Le deuxième tome de Quai d’Orsay, qui sort ce vendredi , continue de révéler l’envers du décor de la diplomatie française. Mais c’est surtout une BD très drôle.

Le deuxième tome de Quai d’Orsay est dans les bacs, et pour tout fan de BD, c’est sûrement l’une des meilleures nouvelles de cette fin d’année. La sortie du premier opus, en 2010, avait été accueillie de manière très enthousiaste par le public et la critique. J’y avais d’ailleurs consacré un billet. Christophe Blain au dessin et Abel Lanzac, ancien collaborateur du Quai d’Orsay, au scénario arrivaient à retranscrire de manière surprenante l’atmosphère enfiévrée d’un cabinet politique. En l’occurrence celui de Dominique de Villepin, lorsqu’il était ministre des Affaires étrangères.

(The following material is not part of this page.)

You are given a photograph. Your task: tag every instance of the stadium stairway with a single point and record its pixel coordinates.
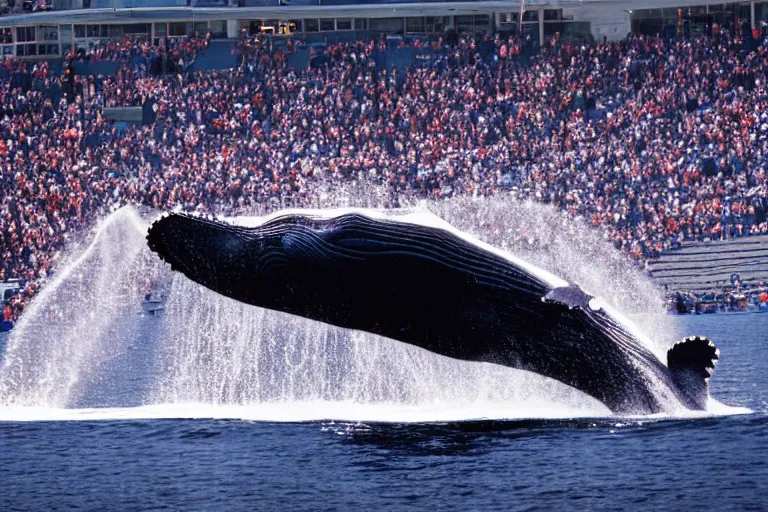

Si le premier tome était composé de diverses saynètes du Quai d’Orsay, ce nouvel opus se concentre sur les coulisses d’un des discours les plus célèbres de la dernière décennie. Mais si, souvenez-vous, c’était avant le CPE et Clearstream, quand Dominique de Villepin était le phare du rayonnement de la France, et que la grande tige se faisait applaudir à tout rompre, le 14 février 2003, aux Nations Unies à New-York. C’était autre chose que Douste-Blazy.

Même si l’effet de surprise n’est plus là, le second tome reste dans la lignée du précédent, toujours aussi efficace. Rien d’étonnant car, comme le confie Christophe Blain, «l’album a été écrit dans la continuité du premier. On a achevé les planches du premier avant l’été 2009, et en septembre on attaquait le second. Ca s’est fait bien avant la sortie même du premier album. Le succès du premier ne nous a donc pas mis la pression». Car le premier album, distribué initialement à 15.000 exemplaires en librairies, s’est est fait vendu à plus de 110.000 copies. Du coup, c’est un tirage aussi important qui est prévu pour le second.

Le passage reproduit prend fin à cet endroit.